A desire to rebuild what worked
Millennials are rebuilding the world they trusted. And they are using media to do it. They aren’t just reviving what they like; they’re rebuilding elements of cultural scaffolding that today’s media landscape is missing based on what they experienced: identity exploration, monocultural moments, taste, and curation—but for a modern, digitally-native audience.
The media revival is an attempt to recreate the conditions in which they formed identity, in hopes that it might translate to younger generations. It’s emotionally driven, not just capitalizing on another trend. It’s not about being referential; it’s about being innovative to drive culture forward, not keep us stuck in the past.

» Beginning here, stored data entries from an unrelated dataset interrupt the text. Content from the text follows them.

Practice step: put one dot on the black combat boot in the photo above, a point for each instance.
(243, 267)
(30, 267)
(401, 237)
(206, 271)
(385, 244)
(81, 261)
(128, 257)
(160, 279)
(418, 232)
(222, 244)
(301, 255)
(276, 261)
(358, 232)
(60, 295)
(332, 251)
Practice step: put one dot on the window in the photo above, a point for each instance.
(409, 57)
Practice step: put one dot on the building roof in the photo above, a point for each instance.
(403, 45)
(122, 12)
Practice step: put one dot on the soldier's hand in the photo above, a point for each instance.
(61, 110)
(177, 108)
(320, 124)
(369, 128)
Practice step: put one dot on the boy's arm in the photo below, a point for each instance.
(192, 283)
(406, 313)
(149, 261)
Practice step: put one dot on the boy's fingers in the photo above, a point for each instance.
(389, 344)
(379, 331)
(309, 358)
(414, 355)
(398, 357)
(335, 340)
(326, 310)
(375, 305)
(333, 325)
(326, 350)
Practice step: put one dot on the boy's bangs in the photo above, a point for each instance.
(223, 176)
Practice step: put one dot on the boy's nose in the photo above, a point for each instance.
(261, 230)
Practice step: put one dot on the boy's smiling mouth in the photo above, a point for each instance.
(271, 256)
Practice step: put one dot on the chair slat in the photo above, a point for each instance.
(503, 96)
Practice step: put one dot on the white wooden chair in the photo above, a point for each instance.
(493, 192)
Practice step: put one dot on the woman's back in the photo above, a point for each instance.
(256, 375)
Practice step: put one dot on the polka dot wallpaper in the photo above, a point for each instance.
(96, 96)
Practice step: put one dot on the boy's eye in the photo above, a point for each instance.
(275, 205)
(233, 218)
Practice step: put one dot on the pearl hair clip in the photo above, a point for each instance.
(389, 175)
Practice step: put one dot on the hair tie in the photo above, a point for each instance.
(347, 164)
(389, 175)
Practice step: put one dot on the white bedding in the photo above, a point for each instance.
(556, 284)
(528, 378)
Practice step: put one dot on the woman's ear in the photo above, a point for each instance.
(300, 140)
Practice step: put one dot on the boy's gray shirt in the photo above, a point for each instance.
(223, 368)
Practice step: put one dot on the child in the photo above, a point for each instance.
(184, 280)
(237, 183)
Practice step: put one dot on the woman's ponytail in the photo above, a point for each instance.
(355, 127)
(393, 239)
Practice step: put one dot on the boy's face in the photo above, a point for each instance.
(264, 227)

It’s why we’re seeing a resurgence of media formats like magazines and zines. This will also make brands think about distribution and content formats, especially from a marketing perspective. Millennials research, buy, and consume content differently from their predecessors, which means creators and marketers need to think differently about how to reach them. This means experimenting with different content formats such as podcasts, newsletters, and YouTube.
Gen Z is already responding well to this type of media. They want slow media. They want to be offline and in third spaces. They’re taking an interest in analog media. They want storytelling. They’re craving something that feels more human, authentic, and real.
For millennials, it feels familiar. But for Gen Z, this revival represents what the future of media could look like, a place where being online and consuming content can be fun rather than a borderline public health hazard riddled with burnout, brainrot, and self-esteem issues. With millennials in power, Gen Z and Gen Alpha finally have a chance to experience what media was like before the algorithm.